On Roguelikeness and Ultimatude

I’d like to talk for a bit about the design of GearHead Caramel. As usual, most of the big decisions were motivated by the type of game I want to play and the systems I want to program. Many of the changes are moving the game away from a classic roguelike, but I don’t think that’s a bad thing. Genre definitions can be a useful thing when talking about games. Rigid adherence to definitions, on the other hand, can often impair creativity and growth.

The main characteristics that GearHead Caramel will retain from the roguelike genre are replayability, procedurally generated content, and consequence persistence. Some of the non-roguelike features it will have are tactics style combat, a non-ASCII interface, and a focus on story. Whether this means GHC is still a roguelike or a roguelite or something else is left as an exercise for the reader.

The part of the game I am most interested in programming is the scenario generator.
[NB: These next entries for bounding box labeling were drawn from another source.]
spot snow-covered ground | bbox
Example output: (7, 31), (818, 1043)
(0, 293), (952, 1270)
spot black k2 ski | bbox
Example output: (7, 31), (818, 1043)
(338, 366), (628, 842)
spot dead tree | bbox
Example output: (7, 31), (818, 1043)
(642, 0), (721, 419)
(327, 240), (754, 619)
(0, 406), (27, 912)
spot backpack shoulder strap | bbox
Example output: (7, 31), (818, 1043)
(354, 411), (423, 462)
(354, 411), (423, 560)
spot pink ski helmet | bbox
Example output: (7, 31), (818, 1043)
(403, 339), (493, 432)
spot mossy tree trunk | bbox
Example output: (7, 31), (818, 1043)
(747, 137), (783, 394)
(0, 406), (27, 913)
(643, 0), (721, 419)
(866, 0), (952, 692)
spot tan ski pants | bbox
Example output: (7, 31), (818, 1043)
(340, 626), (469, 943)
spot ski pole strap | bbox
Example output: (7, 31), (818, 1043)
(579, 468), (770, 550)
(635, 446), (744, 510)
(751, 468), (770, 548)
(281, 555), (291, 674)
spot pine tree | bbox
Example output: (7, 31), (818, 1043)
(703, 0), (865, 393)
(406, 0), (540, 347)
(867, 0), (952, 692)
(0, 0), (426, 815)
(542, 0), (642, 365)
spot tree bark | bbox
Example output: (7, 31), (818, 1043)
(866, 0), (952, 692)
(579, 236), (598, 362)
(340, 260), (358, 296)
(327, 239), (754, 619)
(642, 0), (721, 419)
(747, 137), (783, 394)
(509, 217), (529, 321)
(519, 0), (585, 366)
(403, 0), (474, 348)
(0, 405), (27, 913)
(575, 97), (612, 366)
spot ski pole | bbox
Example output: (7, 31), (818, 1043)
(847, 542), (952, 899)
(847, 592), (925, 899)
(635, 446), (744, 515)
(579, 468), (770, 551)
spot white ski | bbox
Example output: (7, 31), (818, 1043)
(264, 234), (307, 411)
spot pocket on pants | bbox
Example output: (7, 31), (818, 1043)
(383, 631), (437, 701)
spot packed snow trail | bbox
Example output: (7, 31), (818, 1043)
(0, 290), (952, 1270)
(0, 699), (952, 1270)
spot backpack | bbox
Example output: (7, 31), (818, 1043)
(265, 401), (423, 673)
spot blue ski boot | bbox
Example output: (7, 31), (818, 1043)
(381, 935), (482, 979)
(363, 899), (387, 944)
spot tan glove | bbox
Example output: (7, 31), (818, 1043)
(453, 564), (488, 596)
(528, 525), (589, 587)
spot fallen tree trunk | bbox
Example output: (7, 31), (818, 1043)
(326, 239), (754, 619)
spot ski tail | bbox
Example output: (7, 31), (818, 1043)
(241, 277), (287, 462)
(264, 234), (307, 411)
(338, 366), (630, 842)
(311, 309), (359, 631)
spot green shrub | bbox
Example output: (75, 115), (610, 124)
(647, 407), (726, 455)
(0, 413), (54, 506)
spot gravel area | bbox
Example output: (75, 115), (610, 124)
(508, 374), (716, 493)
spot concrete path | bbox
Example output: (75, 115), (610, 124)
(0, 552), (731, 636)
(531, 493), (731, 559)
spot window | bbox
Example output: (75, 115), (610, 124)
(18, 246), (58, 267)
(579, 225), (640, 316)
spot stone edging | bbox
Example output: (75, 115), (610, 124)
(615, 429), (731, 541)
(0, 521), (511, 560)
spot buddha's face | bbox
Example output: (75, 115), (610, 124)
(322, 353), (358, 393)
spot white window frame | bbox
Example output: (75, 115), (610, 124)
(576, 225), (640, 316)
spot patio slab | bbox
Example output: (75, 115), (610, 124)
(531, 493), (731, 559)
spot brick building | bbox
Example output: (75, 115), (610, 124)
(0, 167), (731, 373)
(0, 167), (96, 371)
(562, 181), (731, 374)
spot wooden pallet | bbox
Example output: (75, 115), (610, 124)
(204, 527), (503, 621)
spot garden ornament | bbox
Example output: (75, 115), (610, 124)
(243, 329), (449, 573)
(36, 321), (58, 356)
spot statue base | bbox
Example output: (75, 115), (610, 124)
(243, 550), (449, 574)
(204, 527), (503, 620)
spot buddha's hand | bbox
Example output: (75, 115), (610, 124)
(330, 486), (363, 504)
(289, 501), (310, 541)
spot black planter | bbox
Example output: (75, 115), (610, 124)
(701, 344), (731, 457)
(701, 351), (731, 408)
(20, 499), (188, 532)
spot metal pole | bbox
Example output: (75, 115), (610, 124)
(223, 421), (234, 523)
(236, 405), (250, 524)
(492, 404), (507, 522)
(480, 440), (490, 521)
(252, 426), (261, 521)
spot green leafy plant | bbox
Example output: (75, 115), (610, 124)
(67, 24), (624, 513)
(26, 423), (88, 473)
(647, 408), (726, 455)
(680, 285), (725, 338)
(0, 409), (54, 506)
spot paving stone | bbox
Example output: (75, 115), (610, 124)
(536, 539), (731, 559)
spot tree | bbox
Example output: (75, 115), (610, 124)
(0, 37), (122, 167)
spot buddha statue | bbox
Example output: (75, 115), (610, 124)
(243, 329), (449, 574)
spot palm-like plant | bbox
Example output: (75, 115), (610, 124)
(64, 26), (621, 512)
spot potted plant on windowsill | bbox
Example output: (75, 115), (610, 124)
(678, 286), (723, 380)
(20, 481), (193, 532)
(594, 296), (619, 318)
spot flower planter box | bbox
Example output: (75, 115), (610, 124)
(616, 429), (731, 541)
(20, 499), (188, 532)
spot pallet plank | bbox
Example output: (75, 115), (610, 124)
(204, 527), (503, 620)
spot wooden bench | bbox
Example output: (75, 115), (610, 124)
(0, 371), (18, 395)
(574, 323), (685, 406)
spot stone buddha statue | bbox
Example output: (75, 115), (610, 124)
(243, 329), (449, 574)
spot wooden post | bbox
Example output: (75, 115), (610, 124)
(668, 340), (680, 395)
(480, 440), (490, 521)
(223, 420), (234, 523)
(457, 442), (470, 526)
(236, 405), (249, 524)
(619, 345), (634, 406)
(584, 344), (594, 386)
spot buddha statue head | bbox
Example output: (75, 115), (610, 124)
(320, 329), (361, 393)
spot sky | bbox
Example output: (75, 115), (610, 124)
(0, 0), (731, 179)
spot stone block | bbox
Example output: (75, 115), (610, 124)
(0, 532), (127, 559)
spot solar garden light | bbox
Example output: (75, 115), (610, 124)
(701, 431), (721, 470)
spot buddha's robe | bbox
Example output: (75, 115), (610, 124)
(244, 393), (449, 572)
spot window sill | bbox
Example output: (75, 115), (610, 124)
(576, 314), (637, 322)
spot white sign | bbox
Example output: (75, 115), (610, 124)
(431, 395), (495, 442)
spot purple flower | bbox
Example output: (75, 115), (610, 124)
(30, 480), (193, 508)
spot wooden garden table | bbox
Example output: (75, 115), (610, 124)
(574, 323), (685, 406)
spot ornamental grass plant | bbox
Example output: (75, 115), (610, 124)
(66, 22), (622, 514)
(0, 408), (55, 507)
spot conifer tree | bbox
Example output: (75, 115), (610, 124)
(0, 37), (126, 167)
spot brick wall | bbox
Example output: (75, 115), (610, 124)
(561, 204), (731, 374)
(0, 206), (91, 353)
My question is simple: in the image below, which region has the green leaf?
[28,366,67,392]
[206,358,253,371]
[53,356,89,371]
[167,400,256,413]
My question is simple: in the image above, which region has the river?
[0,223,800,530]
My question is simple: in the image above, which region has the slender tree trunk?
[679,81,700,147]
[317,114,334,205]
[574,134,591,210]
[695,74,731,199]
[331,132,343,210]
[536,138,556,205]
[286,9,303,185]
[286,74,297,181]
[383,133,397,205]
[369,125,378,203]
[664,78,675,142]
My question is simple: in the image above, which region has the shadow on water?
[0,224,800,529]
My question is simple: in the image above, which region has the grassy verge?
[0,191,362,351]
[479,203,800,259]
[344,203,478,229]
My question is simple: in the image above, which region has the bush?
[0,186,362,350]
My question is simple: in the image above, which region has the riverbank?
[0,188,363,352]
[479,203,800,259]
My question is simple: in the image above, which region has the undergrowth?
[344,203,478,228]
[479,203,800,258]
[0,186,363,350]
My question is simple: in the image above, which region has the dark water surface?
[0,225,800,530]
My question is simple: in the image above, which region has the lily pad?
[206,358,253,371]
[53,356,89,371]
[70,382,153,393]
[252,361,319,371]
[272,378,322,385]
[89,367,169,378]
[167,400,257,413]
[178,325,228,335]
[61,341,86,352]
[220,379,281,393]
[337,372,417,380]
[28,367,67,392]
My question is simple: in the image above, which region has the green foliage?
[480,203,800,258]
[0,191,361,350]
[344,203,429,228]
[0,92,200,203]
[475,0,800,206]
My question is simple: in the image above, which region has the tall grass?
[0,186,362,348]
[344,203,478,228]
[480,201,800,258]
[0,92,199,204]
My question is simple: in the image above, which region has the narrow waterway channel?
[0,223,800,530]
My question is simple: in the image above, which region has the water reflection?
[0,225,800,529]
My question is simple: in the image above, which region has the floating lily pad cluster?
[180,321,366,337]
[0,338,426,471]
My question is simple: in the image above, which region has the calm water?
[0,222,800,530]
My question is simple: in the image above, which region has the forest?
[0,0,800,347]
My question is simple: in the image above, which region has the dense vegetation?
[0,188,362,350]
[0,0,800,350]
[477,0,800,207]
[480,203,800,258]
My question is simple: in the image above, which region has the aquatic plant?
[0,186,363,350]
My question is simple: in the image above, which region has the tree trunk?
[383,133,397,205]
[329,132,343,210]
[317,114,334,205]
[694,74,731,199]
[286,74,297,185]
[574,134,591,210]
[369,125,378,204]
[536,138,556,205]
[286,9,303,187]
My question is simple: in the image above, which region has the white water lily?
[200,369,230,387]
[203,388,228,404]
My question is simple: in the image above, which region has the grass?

There’s a lot more going on now than simply random story generation. There is also procedural puzzle generation, a bit of which you can see in Winter Mocha (please forgive the fact that the puzzle is trivially easy; this is proof of concept work only). There’s generative text and dynamically constructed conversation trees, both of which should revolutionize NPC interactions in GHC. There is also reactive story generation, in which the player is given opportunities to alter the world state and the story reacts to those changes. In short, there are a whole lot of things I want to experiment with and I can do that better if the game consists of short linked episodes rather than a single epic adventure.

I’d also like to talk about the visual design of GearHead Caramel. I decided early on that I wanted to make the graphics attractive, functional, and low-maintenance. As you can see, each character and mecha has a single forward-facing sprite. In my notes I describe this style as “Neo-Ultima”.

The GearHead Caramel mecha sprites are scaled so 3 pixels = 1 meter; all of the mecha in the picture above are to accurate fictional size with one another. There is no definite scale for human sprites, but I plan to eventually introduce a paper doll system showing the character’s clothing and equipment.